The goal of self attention is to compute the `context vector` of each token in a sequence. The context vector is an enriched embedding representation of a token. It is packed with information about the token itself and its relationship/relevance to other tokens in a sequence.

#### Implement self-attention with untrainable weights

In [12]:
import torch

inputs = torch.tensor(
  [[0.43, 0.15, 0.89], # Your     (x^1)
   [0.55, 0.87, 0.66], # journey  (x^2)
   [0.57, 0.85, 0.64], # starts   (x^3)
   [0.22, 0.58, 0.33], # with     (x^4)
   [0.77, 0.25, 0.10], # one      (x^5)
   [0.05, 0.80, 0.55]] # step     (x^6)
)

In [13]:
attention_scores = inputs @ inputs.T
# Normalize the attention scores with a softmax
attention_weights = torch.softmax(attention_scores, dim=-1)
# Compute now the context vector
context_vector = attention_weights @ inputs
print("Context vector:\n", context_vector)

Context vector:
 tensor([[0.4421, 0.5931, 0.5790],
        [0.4419, 0.6515, 0.5683],
        [0.4431, 0.6496, 0.5671],
        [0.4304, 0.6298, 0.5510],
        [0.4671, 0.5910, 0.5266],
        [0.4177, 0.6503, 0.5645]])


#### Implement self-attention with trainable weights

In self-attention without `trainaible weights`, `context vector` is a weighted sum over input vectors.
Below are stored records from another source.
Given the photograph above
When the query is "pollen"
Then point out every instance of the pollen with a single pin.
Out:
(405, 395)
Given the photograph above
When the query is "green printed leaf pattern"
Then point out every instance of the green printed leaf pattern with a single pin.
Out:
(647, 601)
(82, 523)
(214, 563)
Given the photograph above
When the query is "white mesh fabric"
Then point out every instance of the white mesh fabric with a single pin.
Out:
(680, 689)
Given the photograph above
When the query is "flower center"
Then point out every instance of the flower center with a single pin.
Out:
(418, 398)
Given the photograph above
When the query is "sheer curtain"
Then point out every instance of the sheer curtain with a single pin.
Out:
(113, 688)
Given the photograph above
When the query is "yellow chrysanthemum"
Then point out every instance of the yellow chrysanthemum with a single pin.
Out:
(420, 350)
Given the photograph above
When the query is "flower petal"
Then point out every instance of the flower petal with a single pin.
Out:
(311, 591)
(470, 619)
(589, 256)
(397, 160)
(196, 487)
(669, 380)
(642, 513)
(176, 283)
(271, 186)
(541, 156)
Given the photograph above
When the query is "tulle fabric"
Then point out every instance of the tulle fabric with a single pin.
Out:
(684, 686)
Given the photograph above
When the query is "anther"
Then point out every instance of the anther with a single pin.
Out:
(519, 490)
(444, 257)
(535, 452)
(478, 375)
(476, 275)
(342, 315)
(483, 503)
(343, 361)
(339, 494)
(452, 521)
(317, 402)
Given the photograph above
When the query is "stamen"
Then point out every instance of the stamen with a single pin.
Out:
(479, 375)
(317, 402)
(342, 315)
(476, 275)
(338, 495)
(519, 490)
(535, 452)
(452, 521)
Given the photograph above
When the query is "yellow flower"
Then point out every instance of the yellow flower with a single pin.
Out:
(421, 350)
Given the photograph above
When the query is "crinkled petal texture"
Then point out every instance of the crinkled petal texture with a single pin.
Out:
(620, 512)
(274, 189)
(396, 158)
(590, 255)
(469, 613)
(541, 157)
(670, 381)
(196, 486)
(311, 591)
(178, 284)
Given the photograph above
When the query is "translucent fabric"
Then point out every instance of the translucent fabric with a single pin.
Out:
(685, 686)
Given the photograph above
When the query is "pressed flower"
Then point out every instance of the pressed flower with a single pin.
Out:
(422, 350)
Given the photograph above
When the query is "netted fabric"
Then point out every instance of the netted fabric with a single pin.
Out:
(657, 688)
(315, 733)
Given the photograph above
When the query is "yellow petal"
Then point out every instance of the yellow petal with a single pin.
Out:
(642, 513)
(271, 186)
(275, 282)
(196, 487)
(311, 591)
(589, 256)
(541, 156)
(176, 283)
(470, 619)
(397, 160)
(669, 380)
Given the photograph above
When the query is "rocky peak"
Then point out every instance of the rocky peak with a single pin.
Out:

However, for `trainable weights`, `context vector` is weighted sum over value vector.

##### Query, Key and Value analogy to database operation
`query` is the word/token in input sequence that the model wants to get information on, key is what is used to get the information about the query and `value` is the information received using the key.

In [14]:
import torch.nn as nn

# Let's now implement self-attention with trainable weights
# We will be using nn.Parameter to initialize and create the weights
class SelfAttention_v1(nn.Module):
    def __init__(self, d_in, d_out):
        """
        :param d_in: input dimension
        :param d_out: output dimension
        """
        super().__init__()
        self.W_q = nn.Parameter(torch.randn(d_in, d_out))
        self.W_k = nn.Parameter(torch.randn(d_in, d_out))
        self.W_v = nn.Parameter(torch.randn(d_in, d_out))
    
    def forward(self, x):
        """
        :param x: input tensor of shape (batch_size, d_in)
        :return: output tensor of shape (batch_size, d_out)
        """
        # Compute queries, keys and values
        Q = x @ self.W_q
        K = x @ self.W_k
        V = x @ self.W_v

        # Compute attention scores
        attention_scores = Q @ K.T
        attention_weights = torch.softmax(attention_scores / (K.shape[-1] ** 0.5), dim=-1)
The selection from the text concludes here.